Upon following the link, the hackers gained access to a repository containing disk backups of two former employees’ workstation profiles, along with internal Microsoft Teams messages. This repository housed a staggering 38TB of sensitive information, including secrets, private keys, passwords, and the open-source AI training data.

Notably, SAS tokens lack expiration dates, making them ill-suited for sharing critical data externally. In a security advisory on September 7, Microsoft underscored that "Attackers may create a high-privileged SAS token with long expiry to preserve valid credentials for a long period."
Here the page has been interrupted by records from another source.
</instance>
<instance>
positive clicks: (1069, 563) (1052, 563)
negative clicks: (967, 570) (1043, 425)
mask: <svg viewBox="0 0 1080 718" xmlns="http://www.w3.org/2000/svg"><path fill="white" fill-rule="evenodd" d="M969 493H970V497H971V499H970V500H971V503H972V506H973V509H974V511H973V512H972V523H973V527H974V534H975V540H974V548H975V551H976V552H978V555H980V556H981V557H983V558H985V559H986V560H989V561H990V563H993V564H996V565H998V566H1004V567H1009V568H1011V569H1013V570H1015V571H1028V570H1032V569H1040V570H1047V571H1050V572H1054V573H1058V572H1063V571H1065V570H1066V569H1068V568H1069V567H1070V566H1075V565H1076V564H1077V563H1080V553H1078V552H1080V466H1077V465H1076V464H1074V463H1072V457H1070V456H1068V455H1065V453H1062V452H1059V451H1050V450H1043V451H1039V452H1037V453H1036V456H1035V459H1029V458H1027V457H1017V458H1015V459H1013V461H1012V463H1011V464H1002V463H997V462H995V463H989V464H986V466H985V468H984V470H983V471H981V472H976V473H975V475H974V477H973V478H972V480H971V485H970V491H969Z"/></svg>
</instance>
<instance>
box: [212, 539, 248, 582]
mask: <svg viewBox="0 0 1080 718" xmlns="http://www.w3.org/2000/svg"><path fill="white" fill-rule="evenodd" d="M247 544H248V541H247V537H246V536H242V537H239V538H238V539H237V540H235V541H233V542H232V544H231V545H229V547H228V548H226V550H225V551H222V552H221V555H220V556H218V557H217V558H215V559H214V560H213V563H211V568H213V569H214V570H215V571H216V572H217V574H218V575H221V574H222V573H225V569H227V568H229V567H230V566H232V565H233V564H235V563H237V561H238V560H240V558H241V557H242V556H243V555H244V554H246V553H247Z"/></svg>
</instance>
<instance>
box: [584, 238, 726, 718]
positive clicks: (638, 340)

It's worth emphasizing that no customer data was compromised, and there was no threat to other Microsoft services stemming from the AI dataset exposure. This incident isn't unique to Microsoft's AI endeavors; any large-scale open-source dataset could potentially face similar risks. Wiz, in its blog post, highlighted that "Researchers collect and share massive amounts of external and internal data to construct the required training information for their AI models. This poses inherent security risks tied to high-scale data sharing."

To prevent similar incidents, organizations are advised to caution employees against oversharing data. In this instance, the Microsoft researchers could have safeguarded the public AI dataset by relocating it to a dedicated storage account. Additionally, vigilance against supply chain attacks is crucial. These attacks may occur if malicious code is injected into files that are accessible to the public due to improper permissions.

"As we see wider adoption of AI models within companies, it’s important to raise awareness of relevant security risks at every step of the AI development process, and make sure the security team works closely with the data science and research teams to ensure proper guardrails are defined,” the Wiz team wrote in their blog post.

Ami Luttwak, CTO and cofounder of Wiz, released the following statement to TechRepublic: “As AI adoption increases, so does data sharing. AI is built on collecting and sharing lots of large models and quantities of data, and so what happens is you get high volumes of information flowing between teams. This incident reveals the importance of sharing data in a secure manner. Wiz also recommends security teams gain more visibility into the process of AI research, and work closely with their development counterparts to address risks early and set guardrails.”